Resulta comprensible, pues, que el venezolano que sabe del mal que la dominación chavista ha traído a su patria desespere por su término. No le consuela que se le recuerde la máxima castellana que asegura la inexistencia de males que duren cien años. Imaginar que la abrumadora presidencia de Chávez pudiera cesar en 2021—o tal vez con su muerte, según los precedentes de Gómez, Franco o Castro—se le hace intolerable; de hecho, preferiría con mucho su abandono instantáneo del cargo que detenta.

A pesar de tan fuerte sentimiento, resulta mucho más constructivo superarlo y convertir su origen, como proponía Teilhard de Chardin, en oportunidad de crecimiento.

Hablo de aprendizaje. Si los venezolanos nos quedáramos—no todos, por cierto—en el mero repudio de Hugo Chávez, si no nos preguntáramos por el significado de su aparición ni buscáramos en nosotros mismos errores pasados, si persistimos en ellos, la experiencia de su gobierno no será otra cosa que puros “[d]olores y faltas, lágrimas y sangre”, puro mal.

Una primera lección que se deriva de la dolencia oncológica del chavoma es que éste jamás hubiera tomado cuerpo de no haber sido precedido por una política soberbia, que no encontró manera de acomodar la crítica y se negó a la metamorfosis; ahora tenemos, además de soberbia, altanería.

Los primeros signos de una conciencia de rechazo a la política que precediera a Chávez datan al menos de 1984. Para la época, la prestigiosa encuestadora Gaither hacía regulares estudios de opinión en Venezuela. En ellos era la siguiente una pregunta estándar: “¿Cuál es el mejor partido?” (A los entrevistados se les ofrecía las opciones de AD, COPEI, MAS y otros). En agosto de 1974, la suma de las respuestas de “ninguno” y la abstención que típicamente se codifica como “No sabe/No contesta” era de 29% de los encuestados. En septiembre de 1979 y octubre de 1983 esta suma se había estabilizado en 27%. Para agosto de 1984, a seis meses del inicio del gobierno de Jaime Lusinchi, el indicador ascendió a 43%. (Casi 30% respondió decididamente: “el mejor partido es ninguno”). Esta súbita fractura, una toma de conciencia repentina reflejada en el estudio de esa última fecha debió prender las alarmas políticas.

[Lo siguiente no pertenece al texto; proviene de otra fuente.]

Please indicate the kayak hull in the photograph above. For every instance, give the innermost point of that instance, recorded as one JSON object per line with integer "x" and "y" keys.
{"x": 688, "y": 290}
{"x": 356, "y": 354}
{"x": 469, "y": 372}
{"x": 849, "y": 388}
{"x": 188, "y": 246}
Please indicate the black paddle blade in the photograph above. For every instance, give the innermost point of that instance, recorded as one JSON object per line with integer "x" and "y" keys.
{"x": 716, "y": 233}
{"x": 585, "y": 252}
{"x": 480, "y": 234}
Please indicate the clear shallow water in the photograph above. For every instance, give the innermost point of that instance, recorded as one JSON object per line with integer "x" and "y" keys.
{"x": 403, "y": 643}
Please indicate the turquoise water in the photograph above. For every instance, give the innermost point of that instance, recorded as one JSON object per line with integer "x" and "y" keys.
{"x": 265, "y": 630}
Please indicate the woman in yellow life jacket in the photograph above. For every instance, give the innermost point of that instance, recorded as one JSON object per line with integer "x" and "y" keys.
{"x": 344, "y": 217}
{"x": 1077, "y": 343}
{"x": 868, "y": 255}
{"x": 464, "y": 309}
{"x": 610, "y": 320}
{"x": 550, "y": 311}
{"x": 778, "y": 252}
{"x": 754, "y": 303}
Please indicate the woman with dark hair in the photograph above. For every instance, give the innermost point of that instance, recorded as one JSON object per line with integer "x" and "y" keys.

Tal cosa, sin embargo, no ocurrió. No por mala voluntad, sino porque es típica conducta humana, las élites venezolanas prefirieron creer que cataclismos como el del Viernes Negro eran perturbaciones momentáneas de las aguas políticas, que pronto desaparecerían en el lago de la normalidad. A fines de 1983 me preguntaba un altísimo ejecutivo de una empresa privada emblemática del país, enterado de mis planes de editar una revista sobre temas políticos, sobre qué escribiría. Respondí que lo haría sobre “los procesos fundamentales de la crisis”. Esta respuesta lo hizo meditar unos segundos, al cabo de los cuales repreguntó: “Y cuando se acabe la crisis ¿de qué vas a escribir?” A veinticuatro años de la inocente pregunta los vientos de crisis aún no han amainado.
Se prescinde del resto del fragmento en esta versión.